Sunday, May 17, 2009

Cobb Immigrant Alliance Focus Group


Atlanta – The Southern Regional Council (SRC), an organization founded in 1919 to combat racial injustice in the South, recently conducted the fourth in a series of focus group interviews examining coalitions between African American and Latino communities leading to sustained action against political, social or economic injustices impacting both minority populations.

Project Director Joel Alvarado and Principal Investigator Charles Jaret recently traveled to Cobb County, Georgia, to interview several African American and Latino residents who have worked to improve conditions through a multi-ethnic collaboration. Under the banner of the Cobb United for Change Coalition, working class people have developed a grass roots collaboration to address crime, racial profiling and racial justice.

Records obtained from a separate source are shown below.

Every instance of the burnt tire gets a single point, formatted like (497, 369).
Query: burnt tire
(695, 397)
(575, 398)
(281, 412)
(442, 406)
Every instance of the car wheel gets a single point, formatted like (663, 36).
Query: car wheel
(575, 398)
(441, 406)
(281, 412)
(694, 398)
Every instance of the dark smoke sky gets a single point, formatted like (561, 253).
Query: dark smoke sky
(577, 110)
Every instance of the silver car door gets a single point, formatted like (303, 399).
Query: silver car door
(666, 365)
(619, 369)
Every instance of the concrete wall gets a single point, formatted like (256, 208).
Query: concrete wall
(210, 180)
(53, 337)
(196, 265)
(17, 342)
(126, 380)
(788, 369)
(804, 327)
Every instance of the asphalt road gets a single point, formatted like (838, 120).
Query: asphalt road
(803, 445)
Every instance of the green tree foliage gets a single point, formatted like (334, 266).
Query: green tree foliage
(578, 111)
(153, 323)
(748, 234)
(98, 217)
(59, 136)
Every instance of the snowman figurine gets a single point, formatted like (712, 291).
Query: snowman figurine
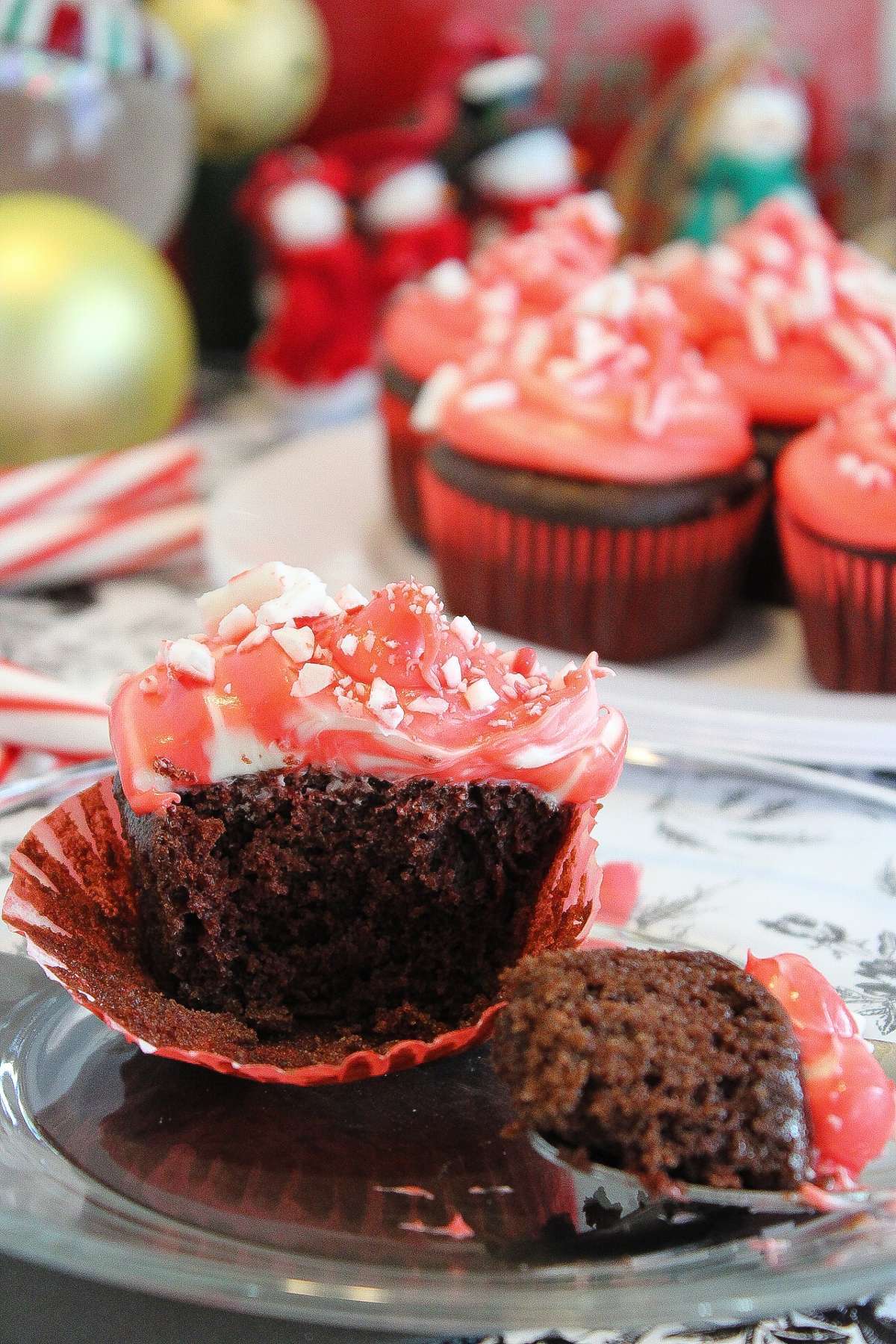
(514, 161)
(314, 292)
(410, 221)
(756, 148)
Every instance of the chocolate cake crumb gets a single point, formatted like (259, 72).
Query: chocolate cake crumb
(300, 900)
(672, 1066)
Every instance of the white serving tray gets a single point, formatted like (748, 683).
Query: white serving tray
(323, 502)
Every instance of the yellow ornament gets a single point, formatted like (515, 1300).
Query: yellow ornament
(260, 69)
(97, 340)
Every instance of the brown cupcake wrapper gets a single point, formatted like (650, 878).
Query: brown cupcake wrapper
(848, 606)
(73, 900)
(635, 594)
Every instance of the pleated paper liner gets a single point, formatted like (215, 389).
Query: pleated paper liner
(73, 900)
(848, 606)
(633, 594)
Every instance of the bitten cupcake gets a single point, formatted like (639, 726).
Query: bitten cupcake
(597, 484)
(794, 322)
(344, 819)
(836, 491)
(679, 1066)
(455, 309)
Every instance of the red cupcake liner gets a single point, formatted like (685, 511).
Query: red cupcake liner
(848, 606)
(633, 594)
(73, 900)
(405, 453)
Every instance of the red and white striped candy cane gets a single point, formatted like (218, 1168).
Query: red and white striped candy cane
(97, 544)
(139, 479)
(37, 712)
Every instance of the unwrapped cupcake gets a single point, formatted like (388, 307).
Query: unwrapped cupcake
(455, 309)
(594, 483)
(337, 821)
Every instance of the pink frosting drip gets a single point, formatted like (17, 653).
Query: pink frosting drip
(606, 390)
(850, 1102)
(388, 687)
(794, 320)
(453, 312)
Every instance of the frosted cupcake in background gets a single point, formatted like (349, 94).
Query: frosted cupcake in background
(836, 490)
(794, 322)
(312, 358)
(594, 483)
(454, 311)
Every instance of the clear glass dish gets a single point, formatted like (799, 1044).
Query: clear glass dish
(398, 1202)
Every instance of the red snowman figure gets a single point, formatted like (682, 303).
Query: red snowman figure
(410, 220)
(517, 161)
(316, 292)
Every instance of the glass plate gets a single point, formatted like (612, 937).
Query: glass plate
(399, 1202)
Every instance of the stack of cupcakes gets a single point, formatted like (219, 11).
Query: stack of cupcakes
(594, 483)
(455, 311)
(601, 441)
(795, 322)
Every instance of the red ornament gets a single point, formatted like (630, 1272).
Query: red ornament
(382, 57)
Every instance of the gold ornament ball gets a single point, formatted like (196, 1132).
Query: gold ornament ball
(97, 340)
(260, 69)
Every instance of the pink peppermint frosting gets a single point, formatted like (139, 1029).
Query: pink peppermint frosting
(840, 477)
(794, 320)
(455, 309)
(606, 390)
(287, 676)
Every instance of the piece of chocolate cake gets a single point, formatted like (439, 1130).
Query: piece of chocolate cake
(348, 818)
(671, 1066)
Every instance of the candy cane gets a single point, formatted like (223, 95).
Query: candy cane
(96, 544)
(37, 712)
(141, 477)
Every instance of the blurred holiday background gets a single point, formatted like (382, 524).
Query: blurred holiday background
(206, 205)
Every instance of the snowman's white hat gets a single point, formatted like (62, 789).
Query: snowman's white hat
(308, 214)
(504, 77)
(527, 166)
(765, 117)
(402, 194)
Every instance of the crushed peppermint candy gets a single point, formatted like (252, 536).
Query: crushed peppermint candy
(467, 632)
(254, 638)
(452, 672)
(191, 659)
(481, 695)
(297, 644)
(237, 624)
(312, 679)
(450, 280)
(349, 600)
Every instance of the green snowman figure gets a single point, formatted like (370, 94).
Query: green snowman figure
(756, 149)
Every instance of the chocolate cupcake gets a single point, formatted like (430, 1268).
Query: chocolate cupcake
(682, 1068)
(455, 311)
(347, 818)
(795, 323)
(597, 485)
(836, 490)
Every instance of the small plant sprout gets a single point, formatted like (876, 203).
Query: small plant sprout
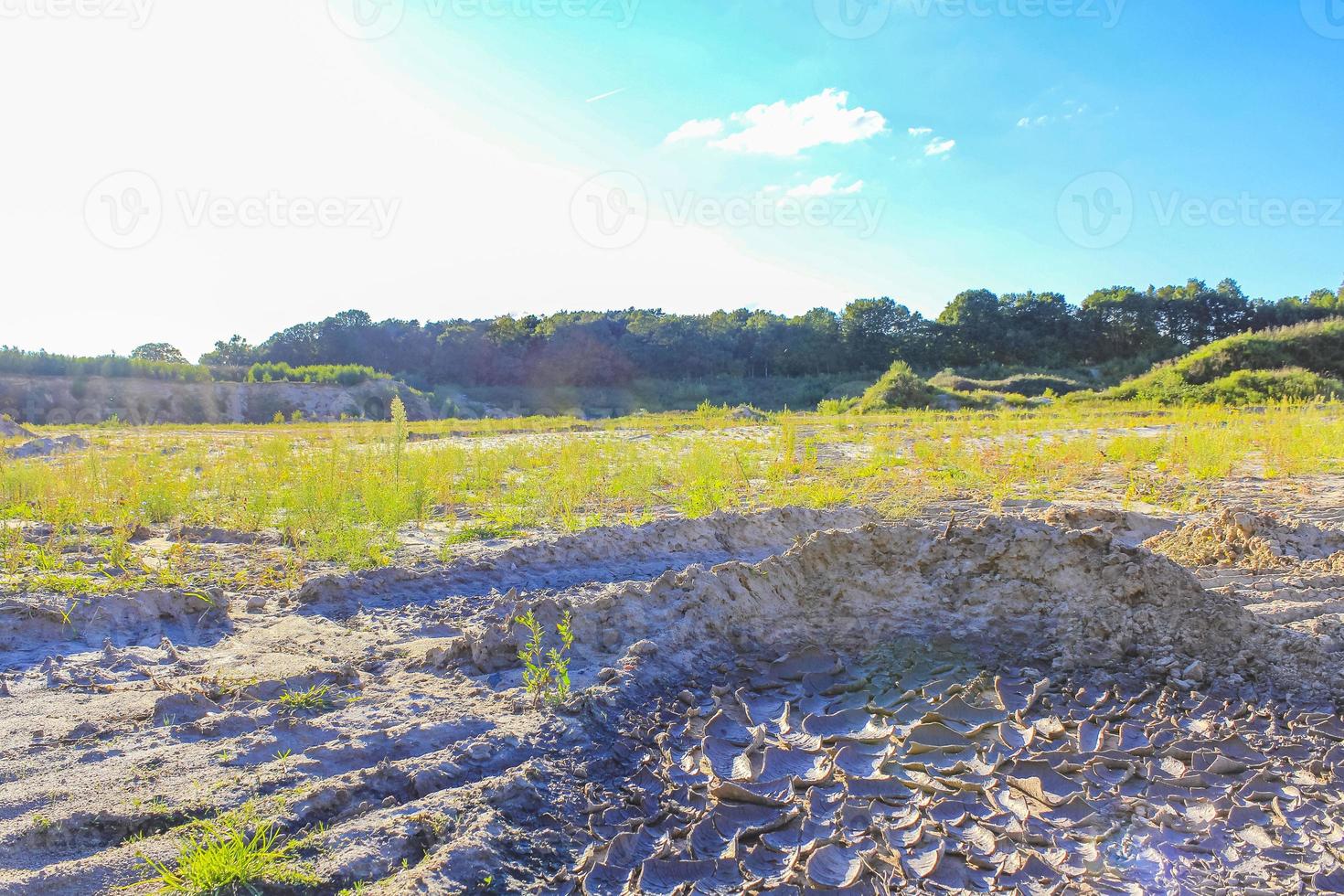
(546, 673)
(226, 859)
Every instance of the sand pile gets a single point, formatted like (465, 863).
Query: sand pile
(11, 430)
(1249, 540)
(1063, 598)
(794, 699)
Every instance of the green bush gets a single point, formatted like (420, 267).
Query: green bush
(1263, 387)
(898, 389)
(1027, 384)
(20, 363)
(1292, 363)
(320, 374)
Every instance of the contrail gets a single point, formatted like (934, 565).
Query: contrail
(605, 96)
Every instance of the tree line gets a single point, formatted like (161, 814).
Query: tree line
(613, 348)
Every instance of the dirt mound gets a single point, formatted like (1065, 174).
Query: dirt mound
(1249, 540)
(46, 448)
(1072, 600)
(792, 675)
(1126, 527)
(606, 554)
(906, 773)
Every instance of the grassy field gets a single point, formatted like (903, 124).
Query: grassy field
(340, 493)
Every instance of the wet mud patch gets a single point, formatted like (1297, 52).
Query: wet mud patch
(905, 772)
(915, 706)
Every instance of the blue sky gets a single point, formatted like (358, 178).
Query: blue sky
(1011, 144)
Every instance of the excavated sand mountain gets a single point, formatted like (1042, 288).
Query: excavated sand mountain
(1074, 600)
(1247, 539)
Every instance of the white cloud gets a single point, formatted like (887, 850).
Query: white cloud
(940, 146)
(700, 129)
(606, 96)
(786, 129)
(1072, 109)
(826, 186)
(375, 139)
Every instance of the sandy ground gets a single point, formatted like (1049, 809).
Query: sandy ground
(1061, 698)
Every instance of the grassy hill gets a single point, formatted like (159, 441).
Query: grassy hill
(1292, 363)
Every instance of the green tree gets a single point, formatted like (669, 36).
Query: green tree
(159, 352)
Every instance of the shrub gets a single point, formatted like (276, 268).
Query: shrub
(319, 374)
(1292, 363)
(898, 389)
(1029, 384)
(20, 363)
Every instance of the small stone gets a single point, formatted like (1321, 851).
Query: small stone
(643, 647)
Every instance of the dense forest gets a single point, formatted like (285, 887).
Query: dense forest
(613, 348)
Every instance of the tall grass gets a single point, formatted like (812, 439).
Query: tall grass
(342, 492)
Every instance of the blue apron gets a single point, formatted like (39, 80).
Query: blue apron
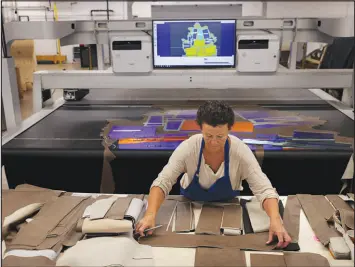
(221, 190)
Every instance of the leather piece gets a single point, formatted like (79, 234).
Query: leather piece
(47, 223)
(305, 260)
(347, 219)
(232, 217)
(291, 218)
(260, 221)
(210, 220)
(339, 249)
(184, 199)
(339, 203)
(29, 187)
(183, 217)
(165, 212)
(73, 236)
(318, 210)
(265, 260)
(246, 220)
(119, 208)
(27, 261)
(248, 242)
(15, 200)
(214, 257)
(65, 227)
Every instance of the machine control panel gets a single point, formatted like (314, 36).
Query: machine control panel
(131, 54)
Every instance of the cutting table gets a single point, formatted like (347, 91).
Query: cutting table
(65, 150)
(186, 257)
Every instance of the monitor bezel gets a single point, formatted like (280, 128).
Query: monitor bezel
(196, 66)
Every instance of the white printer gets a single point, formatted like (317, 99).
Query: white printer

"We are very grateful that Rich Pelligrino and the Cobb Immigrant Alliance were able to share their stories with us. Their experiences will be extremely valuable to others in the region trying to organize two distinct communities across racial, cultural and linguistic lines," observed Charles S. Johnson, Chair of SRC.

The Cobb County focus group follows earlier focus groups in Miami, Florida, Atkinson County, Georgia and Greensboro, North Carolina, as part of SRC's effort to examine coalitions among African American and Latino communities in the Southeast to address issues of mutual importance. These focus groups will form the basis of case studies to be included as part of report to be published in a special issue of the Southern States Legislative Review. Funding assistance for the project comes from the Carnegie Corporation of New York.

Alvarado has previously served as a policy analyst for the Mexican American Legal Defense and Educational Fund, as Associate Director of the Southern Center for Studies in Public Policy, and as a Congressional Aide. Dr. Jaret is Professor of Sociology at Georgia State University, whose teaching interests lie in the areas of urban sociology, race/ethnicity and immigration.